Sweet Potato Soup with Chili and Gruyere
4 servings
60 minutes
Sweet potato soup with chili and Gruyère is a harmony of warmth and tenderness in one bowl. This recipe has roots in European cuisine, blending spicy and soft notes. Sweet potato, known for its sweetness, perfectly complements the heat of chili and the aroma of coriander, creating a balance of flavors. The creamy texture achieved through puréeing makes the dish particularly cozy. The finishing touch is Gruyère cheese, adding a light nutty zest. This soup not only warms you on a cool day but also serves as an exquisite option for a cozy dinner.
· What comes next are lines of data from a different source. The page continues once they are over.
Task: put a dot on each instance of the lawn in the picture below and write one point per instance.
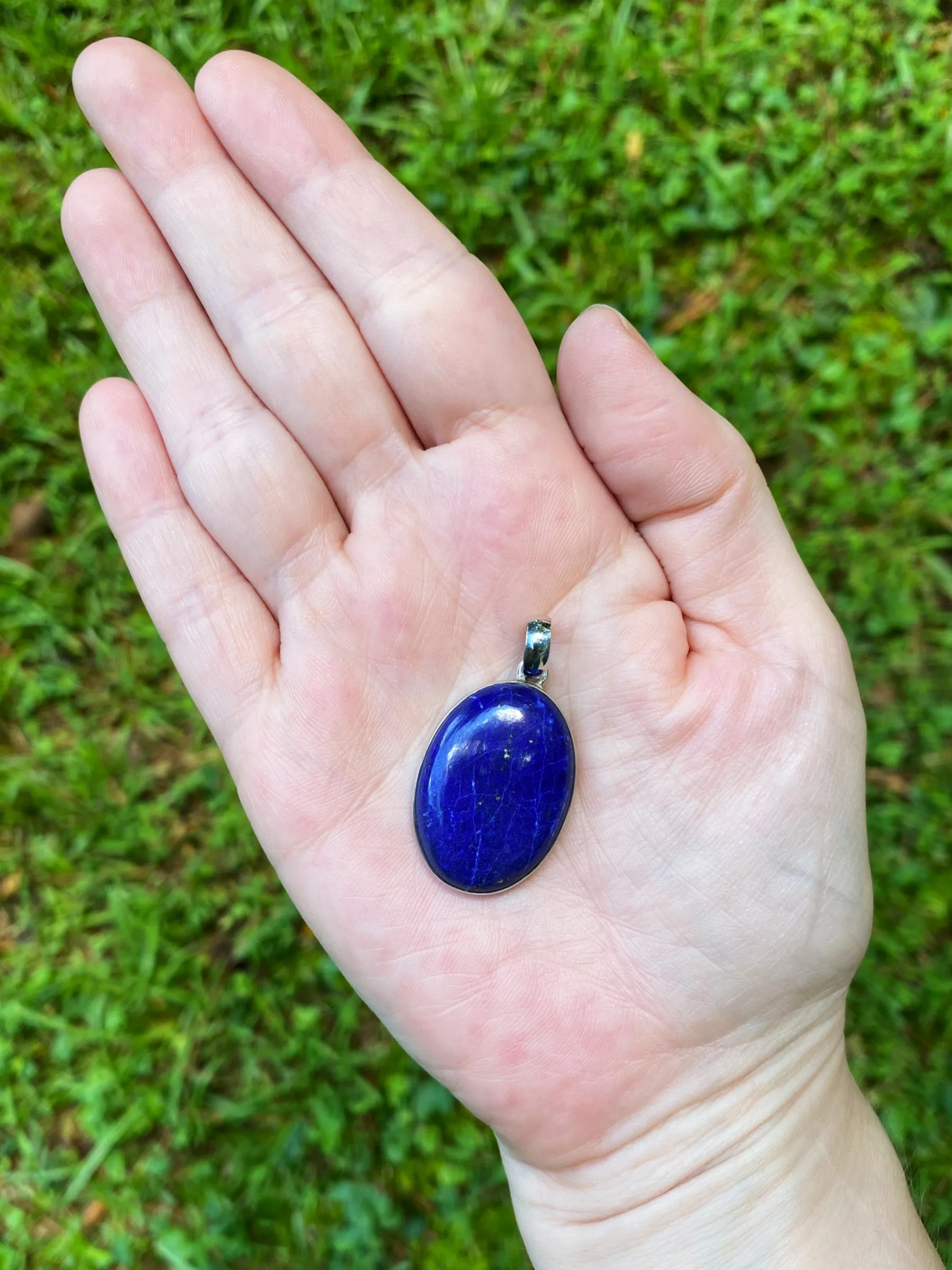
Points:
(766, 189)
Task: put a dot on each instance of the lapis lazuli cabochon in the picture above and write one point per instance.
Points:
(494, 788)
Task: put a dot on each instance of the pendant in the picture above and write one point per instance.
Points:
(497, 780)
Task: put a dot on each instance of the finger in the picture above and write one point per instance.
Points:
(243, 474)
(220, 636)
(690, 483)
(285, 327)
(443, 331)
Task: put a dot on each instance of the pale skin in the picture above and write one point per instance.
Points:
(343, 483)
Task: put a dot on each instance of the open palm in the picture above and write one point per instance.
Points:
(343, 483)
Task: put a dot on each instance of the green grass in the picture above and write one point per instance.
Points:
(186, 1081)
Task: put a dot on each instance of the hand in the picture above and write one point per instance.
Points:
(343, 483)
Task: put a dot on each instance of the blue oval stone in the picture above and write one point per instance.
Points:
(494, 788)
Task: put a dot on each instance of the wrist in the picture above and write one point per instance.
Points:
(759, 1154)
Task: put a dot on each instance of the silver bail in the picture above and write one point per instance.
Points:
(538, 642)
Serve with crispy toasts or fresh baguette to highlight its delicate consistency.

1
Melt a piece of butter in a pot, add finely chopped onion, finely chopped chili, coriander, and finely chopped garlic. Sauté for about 8 minutes until soft.
- Butter: to taste
- Onion: 1 head
- Red chili pepper: 1 piece
- Ground coriander: 1 teaspoon
- Garlic: 2 cloves
2
Add the peeled and chopped sweet potato and fry for a few more minutes.
- Sweet potato: 750 g
3
Pour in the broth, bring to a boil, reduce the heat, and simmer for 10 minutes until the vegetables are tender. Season with salt and pepper.
- Vegetable broth: 500 ml
- Paprika: pinch
4
Blend the soup until smooth, pour it into bowls, and serve topped with grated cheese and a sprinkle of paprika.